Notes: One “★” will be given if one standard is reached. The more stars, the better the quality of the research.

As shown in Tables 2, 13 studies had six or more stars according to the NOS, indicating that the overall quality of the studies was relatively high.

Table 2

Quality Analysis Diagrams of the Included Studies

Study	Country	Design	Sample Size	Blind Method	Adjustments	Exposure Definition	Study Quality
Liou 199712	China	HCC	120/240	N	1,2	Ever	5
Behari 200113	India	HCC	377/377	N	2	>1year	6
Michele 19966	Italy	HCC	116/116	N	1,2,3	>1year	6
Zorzon 200233	Italy	HCC	136/272	N	1,2	Before 20 years old	5
Cho 20088	Korea	HCC	235/77	N	5	Ever	5
Hristina 201010	Serbia	HCC	110/220	N	1,2,5	>6mouths	6
Morano 199436	Spain	HCC	74/148	N	1	>1year	6
Hancock 200815	USA	PCC	319/296	N	4	Ever	6
Firestone 20057	USA	HCC	250/388	N	1,2	Ever	7
Wang 199337	China	HCC	93/186	N	1,2	Ever	6
Sanyal 201011	India	HCC	175/350	N	1,2,4	>5 years	6
Semchuk 199534	Canada	PCC	97/194	Y	1,2	Before 15 years old	9
Nuti 200414	Italy	PCC	190/190	N	1,2,6	Ever	8
Gatto 20099	USA	PCC	368/341	Y	2,5	Ever	9
Wang 199435	Canada	PCC	40/97	Y	4	Ever	9

Note: Matching or adjustments were: (1) sex, (2) age, (3) institution, (4) gene, (5) residential area, (6) socio-cultural factors.

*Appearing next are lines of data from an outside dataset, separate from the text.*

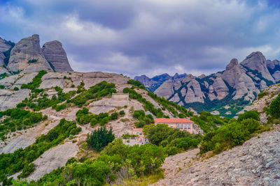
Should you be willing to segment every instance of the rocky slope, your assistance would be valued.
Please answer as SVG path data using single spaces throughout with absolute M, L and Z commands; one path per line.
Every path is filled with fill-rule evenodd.
M 208 160 L 199 159 L 198 150 L 169 157 L 165 178 L 155 185 L 279 185 L 280 128 L 275 127 Z
M 22 84 L 27 84 L 32 82 L 32 79 L 38 72 L 20 72 L 18 75 L 10 75 L 0 80 L 0 85 L 4 86 L 4 89 L 0 89 L 3 92 L 0 96 L 0 109 L 6 110 L 8 108 L 15 108 L 19 102 L 24 98 L 29 98 L 31 94 L 29 89 L 21 89 Z M 64 77 L 66 78 L 64 78 Z M 115 84 L 117 93 L 122 93 L 122 90 L 126 87 L 131 87 L 131 84 L 127 84 L 130 79 L 125 76 L 101 72 L 48 72 L 42 78 L 42 82 L 39 88 L 44 90 L 49 98 L 57 95 L 57 92 L 54 87 L 57 86 L 63 88 L 63 92 L 66 93 L 71 91 L 76 91 L 77 86 L 83 82 L 84 87 L 90 87 L 106 81 L 108 83 Z M 74 85 L 75 87 L 73 87 Z M 18 91 L 15 91 L 15 87 L 19 88 Z M 162 109 L 163 106 L 159 104 L 153 100 L 146 91 L 142 89 L 135 89 L 135 91 L 145 98 L 148 101 L 155 105 L 155 109 Z M 113 121 L 110 121 L 106 124 L 106 127 L 113 127 L 113 132 L 116 138 L 120 137 L 125 133 L 132 133 L 133 127 L 135 127 L 134 123 L 136 121 L 132 114 L 134 110 L 144 109 L 142 103 L 136 100 L 130 99 L 129 101 L 113 100 L 111 96 L 102 98 L 101 100 L 92 100 L 88 105 L 85 106 L 90 112 L 99 114 L 101 112 L 112 113 L 113 111 L 119 112 L 123 110 L 125 113 L 124 116 L 119 118 Z M 0 143 L 0 153 L 10 153 L 20 148 L 24 148 L 32 144 L 36 139 L 43 134 L 47 134 L 52 128 L 55 127 L 60 119 L 65 118 L 67 121 L 75 121 L 76 114 L 80 109 L 78 107 L 71 107 L 59 111 L 52 109 L 51 107 L 41 110 L 43 115 L 48 116 L 48 120 L 38 123 L 35 127 L 26 130 L 21 130 L 11 132 L 8 138 Z M 173 114 L 167 109 L 163 111 L 164 114 L 170 117 Z M 148 113 L 150 114 L 150 113 Z M 62 144 L 58 145 L 46 151 L 40 157 L 33 162 L 35 164 L 35 171 L 27 178 L 29 180 L 37 180 L 43 175 L 50 173 L 53 169 L 57 169 L 65 164 L 66 162 L 71 157 L 80 158 L 80 146 L 87 137 L 87 134 L 96 130 L 99 127 L 99 125 L 92 127 L 89 123 L 79 125 L 82 131 L 73 139 L 66 139 Z M 13 176 L 16 178 L 18 173 Z
M 54 66 L 55 72 L 73 71 L 62 45 L 58 40 L 45 43 L 42 52 L 47 61 Z
M 10 48 L 11 45 L 9 43 L 0 38 L 0 65 L 2 66 L 4 65 L 4 59 L 6 58 L 4 52 L 8 50 Z
M 232 59 L 225 70 L 208 76 L 188 75 L 176 79 L 167 75 L 164 75 L 169 77 L 165 81 L 144 75 L 134 79 L 158 95 L 180 105 L 191 107 L 198 111 L 217 110 L 223 116 L 234 116 L 244 106 L 255 100 L 262 89 L 279 82 L 280 65 L 279 61 L 267 60 L 261 52 L 256 52 L 240 63 L 237 59 Z M 225 109 L 228 104 L 234 105 Z

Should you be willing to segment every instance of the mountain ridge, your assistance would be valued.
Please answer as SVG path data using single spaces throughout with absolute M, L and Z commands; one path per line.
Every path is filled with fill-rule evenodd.
M 255 52 L 240 63 L 232 59 L 224 70 L 209 75 L 195 77 L 190 74 L 178 79 L 172 79 L 169 76 L 161 82 L 148 77 L 146 81 L 139 77 L 134 79 L 158 95 L 181 106 L 197 111 L 216 110 L 222 116 L 232 117 L 255 100 L 262 89 L 279 82 L 280 65 L 279 61 L 267 60 L 260 52 Z M 227 106 L 229 104 L 235 105 Z

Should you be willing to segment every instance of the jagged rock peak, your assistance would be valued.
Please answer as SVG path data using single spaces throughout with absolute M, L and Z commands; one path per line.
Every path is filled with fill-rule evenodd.
M 252 52 L 241 64 L 251 70 L 257 70 L 267 80 L 275 83 L 267 67 L 267 60 L 260 52 Z
M 6 40 L 0 38 L 0 52 L 6 52 L 10 49 L 10 46 L 7 43 Z
M 38 34 L 23 38 L 15 44 L 10 52 L 8 68 L 12 72 L 34 72 L 42 70 L 52 72 L 41 50 Z
M 230 63 L 227 65 L 225 70 L 229 70 L 236 65 L 238 65 L 238 61 L 237 59 L 234 58 L 230 61 Z
M 204 78 L 205 77 L 206 77 L 206 75 L 203 74 L 203 75 L 200 75 L 200 76 L 197 77 L 200 78 L 200 79 L 203 79 L 203 78 Z
M 59 41 L 53 40 L 46 42 L 43 45 L 42 52 L 47 61 L 52 64 L 56 72 L 73 71 L 65 50 Z

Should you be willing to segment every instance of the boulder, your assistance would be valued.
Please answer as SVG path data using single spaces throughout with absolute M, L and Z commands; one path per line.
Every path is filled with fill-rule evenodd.
M 73 71 L 65 50 L 58 40 L 48 42 L 43 45 L 42 52 L 46 60 L 54 67 L 57 72 Z

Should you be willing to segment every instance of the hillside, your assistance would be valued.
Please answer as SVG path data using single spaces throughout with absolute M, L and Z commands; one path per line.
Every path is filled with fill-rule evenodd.
M 280 84 L 272 85 L 246 107 L 259 111 L 262 125 L 270 123 L 271 131 L 214 156 L 201 156 L 199 148 L 169 156 L 162 164 L 164 178 L 153 185 L 279 185 L 280 122 L 267 111 L 279 93 Z
M 82 146 L 87 134 L 100 125 L 106 124 L 107 128 L 112 127 L 115 138 L 120 138 L 125 134 L 131 134 L 132 129 L 136 127 L 135 123 L 141 122 L 132 116 L 134 111 L 145 110 L 145 114 L 151 114 L 153 117 L 178 117 L 179 114 L 186 117 L 191 113 L 183 108 L 180 110 L 180 107 L 169 104 L 166 100 L 165 102 L 158 102 L 155 98 L 150 97 L 146 90 L 134 88 L 134 91 L 130 88 L 132 84 L 127 84 L 130 79 L 122 75 L 104 72 L 21 72 L 0 80 L 0 85 L 3 86 L 0 109 L 3 111 L 1 116 L 7 116 L 2 117 L 1 121 L 0 153 L 13 153 L 20 148 L 28 148 L 34 146 L 41 134 L 48 135 L 52 130 L 59 126 L 62 118 L 77 121 L 79 124 L 77 127 L 80 127 L 80 132 L 76 133 L 74 139 L 66 139 L 62 144 L 59 143 L 45 150 L 39 158 L 34 158 L 32 161 L 34 171 L 27 177 L 29 180 L 38 180 L 46 173 L 65 165 L 71 157 L 80 158 L 84 155 Z M 36 83 L 37 82 L 39 82 L 38 84 Z M 95 94 L 89 94 L 90 91 L 97 90 L 96 88 L 100 86 L 104 88 L 96 92 L 97 97 Z M 108 86 L 111 88 L 107 89 L 106 87 Z M 131 91 L 128 101 L 114 100 L 112 98 L 111 93 L 122 93 L 125 88 Z M 139 100 L 133 98 L 132 95 L 137 95 L 137 98 L 141 95 L 143 98 Z M 148 105 L 150 105 L 149 107 L 147 107 Z M 82 107 L 84 109 L 82 109 Z M 19 110 L 14 111 L 13 108 L 15 107 Z M 85 108 L 88 109 L 90 115 L 77 115 L 78 111 Z M 32 125 L 18 123 L 15 121 L 14 123 L 13 119 L 6 121 L 7 118 L 9 118 L 8 116 L 14 118 L 13 114 L 9 114 L 9 109 L 12 112 L 18 113 L 22 111 L 41 112 L 42 116 L 46 116 L 46 118 L 40 119 L 39 123 Z M 120 113 L 120 111 L 124 111 L 122 116 L 111 118 L 113 114 Z M 87 116 L 97 116 L 106 119 L 92 123 L 91 121 L 87 121 L 82 118 Z M 15 125 L 10 126 L 8 122 Z M 104 122 L 103 124 L 102 122 Z M 151 121 L 147 122 L 149 124 Z M 16 178 L 20 172 L 13 177 Z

Abbreviations: PCC, population-based case–control study; HCC, hospital-based case–control study.

Overall Association of Well-Water Consumption and Risk of Parkinson’s Disease

Twelve studies evaluated the association between ever using well water as a water source and the risk of PD. The pooled OR was 1.25 (95% CI: 1.01–1.53, p for heterogeneity = 0.003, I2 = 61.2%), with p < 0.1 and I2 > 50%. This suggested that the heterogeneity between the selected documents in this study was statistically significant. Next, subgroup analysis and sensitivity analysis were used to determine the reasons for the heterogeneity (Table 3). Studies with other exposure standards and those with extremely large sample sizes are discussed separately. (For example, three studies were excluded from the evaluation temporarily owing to a more restrictive definition of positive exposure).11,33,34

Table 3

Results of Subgroup Analyses Stratified by Studied Design, Geographic Area and Study Quality

Group	Number of Studies	Summary Effect		Heterogeneity
		OR(95% CI)	p value	I-Squared	p
All studies	12	1.245(1.011–1.533)	0.039	61.2%	0.003
Study design
HCC	8	1.471(1.124–1.923)	0.005	61.1%	0.012
PCC	4	0.962(0.734–1.261)	0.781	41.1%	0.165
Geographic area
America	4	0.969(0.757–1.240)	0.803	41.2%	0.164
Asia	4	1.286(1.045–1.582)	0.017	0.0%	0.460
Europe	4	1.798(1.014–3.187)	0.045	73.2%	0.011
Study quality
High	4	0.919(0.717–1.179)	0.507	32.3%	0.219
Low	8	1.495(1.177–1.898)	0.001	50.9%	0.047

Stratifying Analysis

A significant association was observed for hospital-based case–control studies (HCC) (OR 1.47, 95% CI: 1.12–1.92, I2 = 61.1%, p for heterogeneity = 0.012) whereas no significant association was detected for population-based case–control studies (PCC) (OR 0.96, 95% CI: 0.73–1.26, I2 = 41.1%, p for heterogeneity = 0.165). The heterogeneity of research subgroups designed by PPC was lower than the risk value, but the heterogeneity of HCC was still high, considering that there may be other confounding factors leading to the heterogeneity.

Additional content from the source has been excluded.